Dec 15, 2005 02:38
SO quite a lot has happened lately. Exams are over, papers are in. I have one semester left of college. Freaky! Believe it or not I had a meeting with a career counselor this week and she totally helped me come up with ideas for post-graduation and looked over my resume. Holly and I threw a ridiculously large and insanely awesome party last Friday. But now I don't want to smell or see alcohol for a while. We kept finding strange things around the apartment after the party. Evidently I lost both of my earrings at some point. I found one outside next to the doormat and one inside under the round chair. I also found a boy sleeping on my sofa the next morning. Scandal! Anyway, it was an experience. Clearly Holly and I do not do this sort of thing regularly so it was an Event To Be Remembered. Evan Moody ended up under our kitchen table, Holly said some rude things to our guests, and I went around hugging everyone. I remember telling Chukuma repeatedly that he was beautiful. I remember hiding Kate's truffles in with my pots and pans. I remember telling Jake's friend Megan that I would remember her name the next day. She did not believe me. There's also a lot I don't remember. Like the last two hours.
Saturday life returned to normal. All of my exams sucked and were harder than they should have been. But my grades are fine, of course. I feel like such a dork that I'm actually getting mad about my A-'s because it brings down my GPA like a tenth of a point. Someone shoot me.
Hattie and I made fudge today and had automotive adventures. This weekend ASU plays in the AA-I division championship in Chattanooga. I haven't decided if I am going or not. I'd like to go cause it's the first and last time ASU will probably do well. EVER. And Chattanooga is really close. On the other hand, tickets cost $20. Which I can't really afford to spend.
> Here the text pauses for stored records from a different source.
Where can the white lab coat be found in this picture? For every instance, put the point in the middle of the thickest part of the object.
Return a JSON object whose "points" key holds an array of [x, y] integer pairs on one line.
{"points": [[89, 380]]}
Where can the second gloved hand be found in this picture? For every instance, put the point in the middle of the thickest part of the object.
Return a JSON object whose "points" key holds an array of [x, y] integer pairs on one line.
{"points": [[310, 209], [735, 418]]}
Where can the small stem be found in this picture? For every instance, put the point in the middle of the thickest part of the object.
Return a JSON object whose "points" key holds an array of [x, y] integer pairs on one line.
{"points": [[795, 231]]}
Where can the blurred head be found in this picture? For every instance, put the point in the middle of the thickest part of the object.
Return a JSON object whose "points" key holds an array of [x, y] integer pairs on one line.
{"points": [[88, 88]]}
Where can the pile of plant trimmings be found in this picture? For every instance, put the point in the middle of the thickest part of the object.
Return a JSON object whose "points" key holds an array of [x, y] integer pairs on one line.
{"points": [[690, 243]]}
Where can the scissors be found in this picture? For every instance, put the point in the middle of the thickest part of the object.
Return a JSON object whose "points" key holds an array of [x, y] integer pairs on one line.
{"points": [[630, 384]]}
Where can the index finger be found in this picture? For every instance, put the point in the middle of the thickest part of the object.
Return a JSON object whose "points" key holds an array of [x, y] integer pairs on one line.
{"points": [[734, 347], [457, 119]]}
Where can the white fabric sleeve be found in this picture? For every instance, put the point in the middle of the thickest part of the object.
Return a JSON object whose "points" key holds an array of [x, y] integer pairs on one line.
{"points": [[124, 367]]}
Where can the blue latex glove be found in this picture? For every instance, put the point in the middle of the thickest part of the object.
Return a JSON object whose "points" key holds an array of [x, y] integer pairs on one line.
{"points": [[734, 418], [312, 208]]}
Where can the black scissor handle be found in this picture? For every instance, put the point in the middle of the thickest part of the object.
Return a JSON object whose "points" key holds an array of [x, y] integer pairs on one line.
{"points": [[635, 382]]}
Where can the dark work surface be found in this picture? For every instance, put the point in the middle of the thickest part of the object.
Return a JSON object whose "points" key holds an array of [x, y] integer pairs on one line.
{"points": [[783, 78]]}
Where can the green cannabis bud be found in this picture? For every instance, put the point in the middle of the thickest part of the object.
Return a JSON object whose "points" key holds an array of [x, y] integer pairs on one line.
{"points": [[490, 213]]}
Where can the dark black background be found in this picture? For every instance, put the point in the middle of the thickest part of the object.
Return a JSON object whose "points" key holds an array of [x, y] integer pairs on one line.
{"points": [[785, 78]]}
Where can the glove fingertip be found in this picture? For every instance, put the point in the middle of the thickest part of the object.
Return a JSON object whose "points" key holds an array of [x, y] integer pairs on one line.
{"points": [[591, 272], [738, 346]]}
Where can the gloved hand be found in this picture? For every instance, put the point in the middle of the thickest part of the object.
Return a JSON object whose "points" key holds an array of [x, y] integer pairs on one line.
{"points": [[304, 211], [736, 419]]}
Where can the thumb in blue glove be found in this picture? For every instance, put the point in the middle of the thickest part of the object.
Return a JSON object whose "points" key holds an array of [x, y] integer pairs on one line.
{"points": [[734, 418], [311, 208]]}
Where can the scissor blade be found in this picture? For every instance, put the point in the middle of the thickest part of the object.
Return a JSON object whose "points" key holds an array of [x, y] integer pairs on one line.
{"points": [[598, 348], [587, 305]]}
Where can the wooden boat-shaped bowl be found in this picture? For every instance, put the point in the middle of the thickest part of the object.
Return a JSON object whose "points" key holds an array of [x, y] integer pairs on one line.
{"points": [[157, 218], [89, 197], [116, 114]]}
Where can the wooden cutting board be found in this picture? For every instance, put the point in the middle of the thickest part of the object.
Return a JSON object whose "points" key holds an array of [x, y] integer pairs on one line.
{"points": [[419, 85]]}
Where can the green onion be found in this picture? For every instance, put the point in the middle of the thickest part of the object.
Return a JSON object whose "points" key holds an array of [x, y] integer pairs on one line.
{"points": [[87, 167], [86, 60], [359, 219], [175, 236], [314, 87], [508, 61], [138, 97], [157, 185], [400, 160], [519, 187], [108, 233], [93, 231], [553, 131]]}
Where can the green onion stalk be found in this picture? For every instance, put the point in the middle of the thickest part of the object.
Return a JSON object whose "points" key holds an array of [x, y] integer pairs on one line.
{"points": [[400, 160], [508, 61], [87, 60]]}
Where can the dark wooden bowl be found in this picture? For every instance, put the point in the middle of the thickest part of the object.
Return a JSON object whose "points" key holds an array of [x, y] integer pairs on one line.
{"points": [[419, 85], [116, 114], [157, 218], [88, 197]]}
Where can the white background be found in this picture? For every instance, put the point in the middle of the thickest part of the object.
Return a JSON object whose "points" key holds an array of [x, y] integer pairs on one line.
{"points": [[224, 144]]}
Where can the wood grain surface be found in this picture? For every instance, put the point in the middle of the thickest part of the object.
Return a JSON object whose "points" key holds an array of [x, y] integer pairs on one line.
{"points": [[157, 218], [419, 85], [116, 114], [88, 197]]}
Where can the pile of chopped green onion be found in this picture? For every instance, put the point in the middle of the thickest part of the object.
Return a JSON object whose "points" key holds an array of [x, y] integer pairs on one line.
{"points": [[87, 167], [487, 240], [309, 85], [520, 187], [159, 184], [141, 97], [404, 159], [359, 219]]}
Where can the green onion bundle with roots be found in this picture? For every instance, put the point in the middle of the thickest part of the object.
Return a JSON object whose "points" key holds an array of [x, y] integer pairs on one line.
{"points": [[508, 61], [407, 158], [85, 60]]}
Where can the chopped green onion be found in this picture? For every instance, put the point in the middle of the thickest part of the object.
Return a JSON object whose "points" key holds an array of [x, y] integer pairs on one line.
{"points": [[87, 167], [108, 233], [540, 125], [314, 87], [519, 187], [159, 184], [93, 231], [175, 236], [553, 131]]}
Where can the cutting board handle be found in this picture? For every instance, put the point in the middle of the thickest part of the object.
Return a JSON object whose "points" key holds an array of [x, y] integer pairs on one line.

Tonight I had dinner with Sara and Stephanie and Jon and Tiff and Charlie. Then we went out with some of the IRAers and went to Murphy's and Macado's. I was the DD and then helped some rugby kids get their disgustingly drunk and belligerent friend home. It was awful. I told him I would kick him in the ass if he puked in my car and his girlfriend gave me $5 for helping. I almost told her she was a good girlfriend to him but then I realized she wouldn't have let him get that trashed if she really was a good friend.
Tomorrow morning I leave for Knoxville and I miss Boone already. I know I don't really want to stay cause there's nothing to do and everyone is leaving. At the same time there's so much I have to do when I get back to Knoxville I'd really like to put it off. I think Gray is coming in town soon so hopefully I will get to spend time with her. She is my sanity.
It's kind of a strange feeling to think about your life and realize you're exactly where you want to be. It's not something I'm used to. But I can get used to it. I'm really excited about the next 5 months and beyond. It's all a great big "?" and that's perfect.